Once you start to notice any change or deterioration in your eyesight, you should seek medical attention as soon possible. Additionally, what is astigmatism may disguise itself as a more serious condition such as keratoconus, macular degeneration, glaucoma, cataracts, scarring, or neuropathy. If the condition is more serious it’s good to catch it early.
Astigmatism is a very common condition which impacts millions of people. The most common symptoms include blurred vision, double vision, regular headaches, and excessive squinting to focus on either far away or close-up images. A common variable of those with the condition is that it is genetic meaning that a person’s chances of having the condition increase if a close family member also has astigmatism. It is imperative for parents or guardians to have young children screened often as it can be present in childhood and a child may not know any different as their eyesight may have always been impacted by the condition.
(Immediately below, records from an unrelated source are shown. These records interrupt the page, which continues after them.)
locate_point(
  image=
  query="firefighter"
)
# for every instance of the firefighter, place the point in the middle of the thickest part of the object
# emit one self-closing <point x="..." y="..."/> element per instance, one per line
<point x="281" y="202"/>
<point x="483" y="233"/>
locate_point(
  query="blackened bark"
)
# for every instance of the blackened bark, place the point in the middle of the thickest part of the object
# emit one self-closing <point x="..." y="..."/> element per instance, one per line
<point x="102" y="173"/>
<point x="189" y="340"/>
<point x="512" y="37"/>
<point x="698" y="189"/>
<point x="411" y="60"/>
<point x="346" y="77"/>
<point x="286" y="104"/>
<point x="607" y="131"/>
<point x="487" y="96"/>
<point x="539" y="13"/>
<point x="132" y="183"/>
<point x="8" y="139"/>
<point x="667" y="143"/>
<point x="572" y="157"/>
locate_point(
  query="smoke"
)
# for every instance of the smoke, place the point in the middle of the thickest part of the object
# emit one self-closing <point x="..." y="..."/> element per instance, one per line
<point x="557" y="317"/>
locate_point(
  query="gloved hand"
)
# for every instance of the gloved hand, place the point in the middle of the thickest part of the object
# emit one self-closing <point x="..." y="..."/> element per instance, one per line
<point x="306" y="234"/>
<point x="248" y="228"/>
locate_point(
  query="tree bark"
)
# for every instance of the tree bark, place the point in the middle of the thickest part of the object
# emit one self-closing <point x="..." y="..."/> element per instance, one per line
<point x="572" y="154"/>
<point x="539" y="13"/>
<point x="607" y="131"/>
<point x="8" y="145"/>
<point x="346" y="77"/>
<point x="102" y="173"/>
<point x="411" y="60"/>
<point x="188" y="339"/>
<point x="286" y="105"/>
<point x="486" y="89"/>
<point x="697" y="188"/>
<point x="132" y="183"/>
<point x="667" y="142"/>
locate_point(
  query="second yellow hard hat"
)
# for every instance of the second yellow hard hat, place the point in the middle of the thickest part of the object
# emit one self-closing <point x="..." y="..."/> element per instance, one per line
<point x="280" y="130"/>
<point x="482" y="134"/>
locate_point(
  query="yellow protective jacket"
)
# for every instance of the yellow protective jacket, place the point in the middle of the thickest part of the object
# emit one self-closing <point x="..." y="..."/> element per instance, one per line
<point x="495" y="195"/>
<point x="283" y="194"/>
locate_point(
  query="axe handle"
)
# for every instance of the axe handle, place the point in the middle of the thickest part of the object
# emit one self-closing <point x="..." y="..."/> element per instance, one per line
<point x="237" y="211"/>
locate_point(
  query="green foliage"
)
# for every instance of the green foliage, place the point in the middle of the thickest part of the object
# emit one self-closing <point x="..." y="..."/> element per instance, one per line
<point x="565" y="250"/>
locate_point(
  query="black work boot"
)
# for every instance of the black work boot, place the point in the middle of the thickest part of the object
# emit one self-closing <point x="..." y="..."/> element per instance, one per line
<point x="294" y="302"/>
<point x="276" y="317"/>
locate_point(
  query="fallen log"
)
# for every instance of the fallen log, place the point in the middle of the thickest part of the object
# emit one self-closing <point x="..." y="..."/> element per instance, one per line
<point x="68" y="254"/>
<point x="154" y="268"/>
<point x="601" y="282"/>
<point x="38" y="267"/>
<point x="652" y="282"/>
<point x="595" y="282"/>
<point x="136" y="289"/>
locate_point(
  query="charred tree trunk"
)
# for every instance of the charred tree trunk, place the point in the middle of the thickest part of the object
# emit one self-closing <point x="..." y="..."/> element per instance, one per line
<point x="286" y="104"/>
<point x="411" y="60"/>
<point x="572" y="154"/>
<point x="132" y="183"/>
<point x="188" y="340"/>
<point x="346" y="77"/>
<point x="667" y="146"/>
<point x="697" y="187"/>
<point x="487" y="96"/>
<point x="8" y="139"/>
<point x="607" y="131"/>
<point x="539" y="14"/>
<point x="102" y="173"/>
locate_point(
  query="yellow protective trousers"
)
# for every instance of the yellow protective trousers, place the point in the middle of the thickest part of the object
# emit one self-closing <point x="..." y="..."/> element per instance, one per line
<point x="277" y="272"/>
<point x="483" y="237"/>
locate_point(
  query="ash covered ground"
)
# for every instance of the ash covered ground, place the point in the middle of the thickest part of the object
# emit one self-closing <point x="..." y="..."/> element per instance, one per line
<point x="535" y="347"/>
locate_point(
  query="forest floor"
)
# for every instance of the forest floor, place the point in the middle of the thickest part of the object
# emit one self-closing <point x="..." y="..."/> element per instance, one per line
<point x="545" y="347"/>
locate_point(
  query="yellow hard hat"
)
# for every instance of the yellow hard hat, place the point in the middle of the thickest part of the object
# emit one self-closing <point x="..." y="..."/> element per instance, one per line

The most common forms of treatment of astigmatism are prescription eyeglasses or contact lenses. However, other forms of treatment may also be recommended such as special contact lenses which are worn overnight to temporarily reshape the eye allowing for improved vision. However, after a period of not wearing these corrective lenses the person’s eyesight will again start to suffer. Finally, corrective surgery is the most permanent treatment option; however, it is also the most expensive and unless deemed “medically necessary” then an insurance provider will not cover the procedure.